Es geht mir um eine Strategie für einen langwierigen Umbau der Gesellschaft (bis 2050 und darüber hinaus).
Die Notwendigkeit für diesen Umbau wird durch den Automatisierungsprozess begründet. Bis 2050 werden Automaten bisher unvorstellbares leisten können.

Zur Notwendigkeit gesellen sich die Möglichkeit das zu tun und darüber hinaus der Gewinn, der sich daraus ergibt.
Ein solch tiefgreifender Umbau führt zu einer leistungsfähigeren Gesellschaft, weil die Innovationsfähigkeit der Bevölkerung hier direkt gefördert wird.
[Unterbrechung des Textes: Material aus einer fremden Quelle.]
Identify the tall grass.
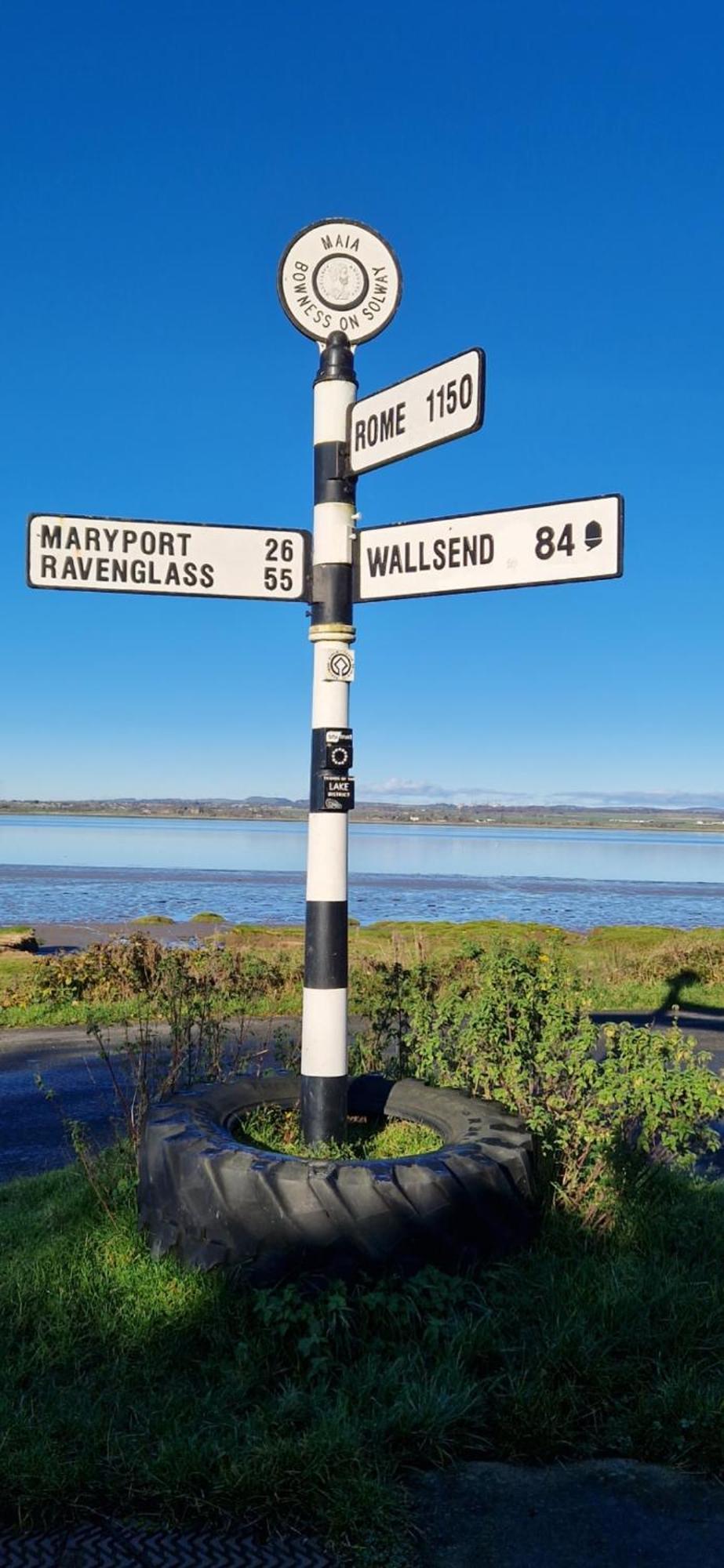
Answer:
[0,1146,724,1565]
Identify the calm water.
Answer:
[0,815,724,930]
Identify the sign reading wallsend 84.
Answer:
[28,513,311,599]
[355,495,624,602]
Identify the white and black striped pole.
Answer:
[301,332,358,1143]
[278,218,401,1143]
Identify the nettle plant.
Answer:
[358,942,724,1221]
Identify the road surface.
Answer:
[0,1011,724,1181]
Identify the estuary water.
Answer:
[0,815,724,931]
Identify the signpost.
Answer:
[28,218,624,1143]
[348,348,486,474]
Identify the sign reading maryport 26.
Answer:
[28,513,311,599]
[355,495,624,601]
[348,348,486,474]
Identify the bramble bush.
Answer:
[351,942,724,1223]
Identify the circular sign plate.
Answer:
[278,218,402,343]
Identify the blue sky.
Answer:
[0,0,724,801]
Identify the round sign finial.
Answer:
[278,218,402,343]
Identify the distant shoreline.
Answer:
[0,800,724,834]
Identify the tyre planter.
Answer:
[138,1074,536,1284]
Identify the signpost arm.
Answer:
[301,332,358,1143]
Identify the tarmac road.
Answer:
[0,1011,724,1181]
[0,1018,300,1181]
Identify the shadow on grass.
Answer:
[0,1149,724,1563]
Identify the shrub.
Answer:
[354,942,724,1221]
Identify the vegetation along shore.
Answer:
[0,795,724,833]
[0,911,724,1568]
[0,911,724,1027]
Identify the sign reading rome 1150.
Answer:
[27,218,624,1145]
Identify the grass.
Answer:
[234,1105,442,1160]
[0,911,724,1027]
[0,1148,724,1568]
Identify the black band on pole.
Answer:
[315,441,358,506]
[301,1073,347,1143]
[312,561,353,626]
[315,332,359,386]
[304,898,348,991]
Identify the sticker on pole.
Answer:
[28,514,311,601]
[323,643,355,681]
[347,348,486,474]
[355,495,624,602]
[278,218,402,343]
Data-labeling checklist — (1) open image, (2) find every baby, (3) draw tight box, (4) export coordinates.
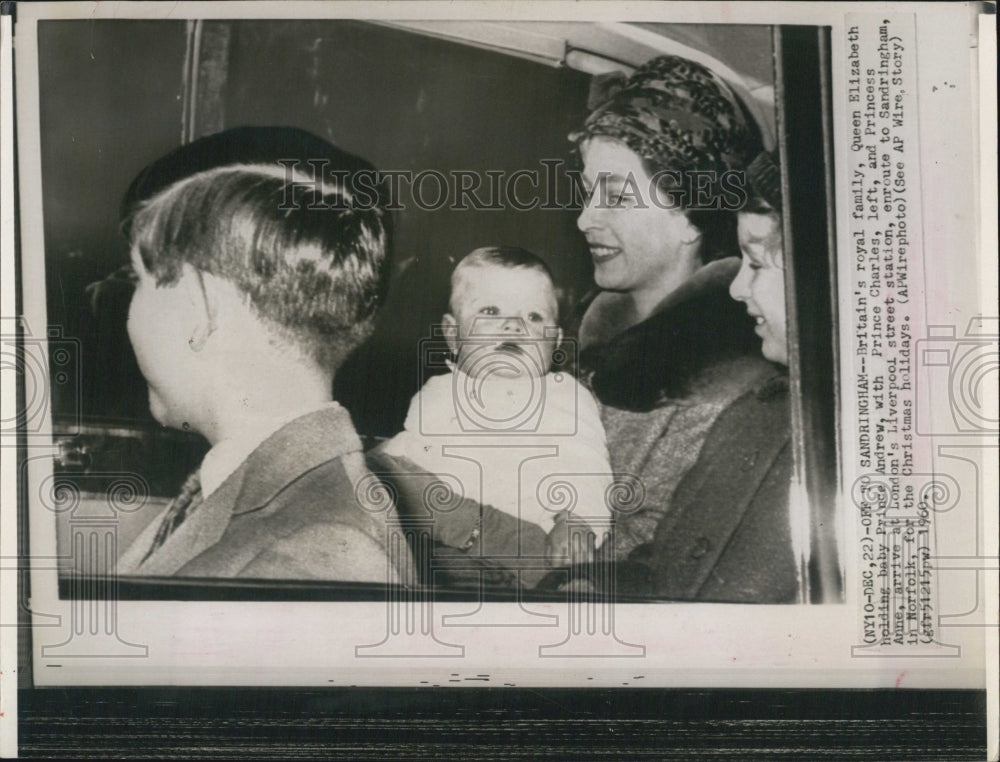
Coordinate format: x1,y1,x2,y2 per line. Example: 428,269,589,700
385,246,613,572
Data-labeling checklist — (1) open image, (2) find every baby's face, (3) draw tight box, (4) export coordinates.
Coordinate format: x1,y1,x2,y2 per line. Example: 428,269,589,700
445,267,562,378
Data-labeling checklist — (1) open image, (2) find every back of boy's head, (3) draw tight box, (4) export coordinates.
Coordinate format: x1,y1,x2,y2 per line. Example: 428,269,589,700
448,246,559,313
129,164,388,371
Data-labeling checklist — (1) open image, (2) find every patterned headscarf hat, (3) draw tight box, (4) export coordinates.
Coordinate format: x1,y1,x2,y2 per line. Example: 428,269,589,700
569,55,760,180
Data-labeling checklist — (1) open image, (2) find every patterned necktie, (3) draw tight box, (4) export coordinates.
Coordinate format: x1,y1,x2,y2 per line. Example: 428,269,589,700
142,469,204,563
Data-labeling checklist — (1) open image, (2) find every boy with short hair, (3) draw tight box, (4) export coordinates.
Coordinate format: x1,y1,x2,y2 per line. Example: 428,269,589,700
118,153,412,582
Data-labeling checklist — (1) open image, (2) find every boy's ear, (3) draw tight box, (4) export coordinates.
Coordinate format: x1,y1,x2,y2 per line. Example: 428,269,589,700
441,312,458,355
177,262,221,352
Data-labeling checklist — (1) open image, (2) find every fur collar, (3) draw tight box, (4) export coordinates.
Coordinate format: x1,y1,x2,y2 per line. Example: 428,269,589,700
580,257,760,412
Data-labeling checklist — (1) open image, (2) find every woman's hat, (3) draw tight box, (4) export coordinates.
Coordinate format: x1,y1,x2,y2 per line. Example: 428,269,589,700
570,55,761,180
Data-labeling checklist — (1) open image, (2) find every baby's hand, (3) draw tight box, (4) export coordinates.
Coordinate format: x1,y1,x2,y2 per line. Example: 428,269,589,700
545,511,594,566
Eine solche Gesellschaftsordnung kann man nicht heute mal schnell ausrufen.
Als erstes muss dafür eine Möglichkeit geschaffen werden, mit der der individuelle Bildungsfortschritt (der ja später entlohnt werden soll) dokumentiert werden kann.

Mit der umfassenden Digitalisierung der Bildung wird das aber möglich. Dieser Digitalisierungsprozess ist längst im Gang. Die USA ist Europa hierbei mindestens 3 Jahre voraus.
Bisher verläuft diese Digitalisierung noch etwas unstrukturiert. Langfristig wird sich aber ein universelles System herausbilden, was jeden Menschen in die Lage versetzt alles zu lernen, was lernbar ist. (Menschenrecht auf freien Zugang zu einem BildungsVOLLangebot)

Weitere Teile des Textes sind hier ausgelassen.